[PATCH] Teach DeadArgElimination not to eliminate return values of functions with 'returned' arguments

Wed Jun 26 00:41:37 PDT 2013

Stephen Lin wrote:
> On Mon, Jun 24, 2013 at 2:38 PM, Stephen Lin<swlin at post.harvard.edu>  wrote:
>> On Mon, Jun 24, 2013 at 11:23 AM, Stephen Lin<swlin at post.harvard.edu>  wrote:
>>>> No, I don't have any alternatives, other than interprocedural coordination
>>>> of code generation. Do you have any alternatives?
>>>
>>> The only thing I can think of is a few more heuristics to avoid
>>> keeping the return value in cases where it is "obviously" not useful
>>> to the caller.
>>
>> After some thought, my feeling is that some other pass (or passes),
>> run before DeadArgumentElimination, should:
>>
>> 1. Infer 'returned' where it is implied by the callee's IR and looks
>> like it could be useful in the caller(s) (based on some
>> target-independent heuristics, which might not be 100% accurate but
>> can make a reasonable guess)
>> 2. Remove 'returned' if it's present but obviously not useful to any
>> caller (note that this itself won't eliminate the return value, only
>> the argument's 'returned' attribute, so wouldn't require the function
>> to be internalized.)
>> 3. Canonicalize uses of return values and uses of 'returned' arguments
>> dominated by the call (in some manner TBD)
>>
>> In other words, 'returned' should be treated as a hint that should
>> only be added by a pass if it has positive reason to believe that it
>> will be useful, and can be removed if it looks like it will not be,
>> rather than just being automatically applied automatically wherever
>> the semantics hold. I think this is the best compromise approach that
>> will allow the attribute to be taken advantage of without forcing
>> inter-procedural coordination and complicated control flow analysis at
>> code gen.
>>
>> Given that the 'returned' attribute will, for the near future, only
>> generated by clang in a specific place, this doesn't seem necessary
>> yet, but should be done eventually. In the meantime, I think the
>> current patch is the best tactical approach to at least get the
>> attribute working for ARM C++ ABI 'this'-returns (in particular,
>> allowing elision of 'this' save/restores across constructor or
>> destructor calls, which the current front-end only implementation does
>> not do) without breaking.
>
> Anyone still have a significant objection to the patch given the
> above? I would like to get this in, if not...

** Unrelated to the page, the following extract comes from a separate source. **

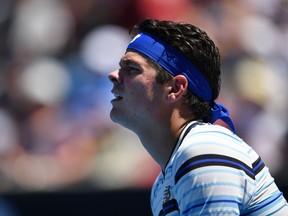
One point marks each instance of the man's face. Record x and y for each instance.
(138, 97)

Well, yes. I'm not here to veto the patch, but I am going to take you up 
on your offer to raise an objection. :) I've been holding off on 
commenting further because I don't yet have the constructive suggestions 
that ought to follow my objection, and I think I might if I thought 
about it longer.

Let's explore the things we could do with the 'returned' attribute. If 
we have internal-linkage functions that return void, we could change 
them to return one of their arguments and mark it 'returned'. When is 
this profitable? You could even have some heuristics to decide which one 
of the arguments is most likely to be useful to the caller, and put 
'returned' on that one.

There's no reason that we need to limit ourselves to a single register. 
Keep the void return type, and let the x86 calling convention have a 
rule where we use AX, BX, CX, DX in that order for up to four 'returned' 
arguments. When is it profitable? You might not want to use all four if 
the caller has higher register pressure. It depends on the register 
pressure in the caller, and register allocation particulars in the callee.

The 'returned' attribute is interprocedural register allocation done at 
the IR level, encoded with parameter attributes.

This is a major architectural change to llvm. I don't think anybody 
realized the implications of the 'returned' patch when it was under review.

We don't have the necessary framework to decide when or where 'returned' 
belongs. We can't know whether it will require expensive extra copies in 
the callee or if the caller will be under high register pressure, not at 
the IR level. Heuristics would be an approximation of codegen, with a 
tradeoff in complexity vs. accuracy  equal to how much of codegen we 
want to reimplement.

I do understand how it solves your problem in the cross-TU case, where 
you have this great ABI guarantee that the argument gets returned, which 
you can use in the register allocator. It isn't even a 
calling-convention on its own, it's more of a modifier that can be 
applied to any calling convention. I can see how it ended up as a 
parameter attribute, much like zeroext is a ABI-level parameter 
attribute. But once we start to apply its semantics in the same-TU case, 
it becomes an llvm IR codified hack to work around the lack of 
interprocedural register allocation. That's not okay.

Anyhow, as I said I'm not going to block this patch because I don't have 
ideas on what would be a better way to do it, but please get an OK from 
Dan first.

Nick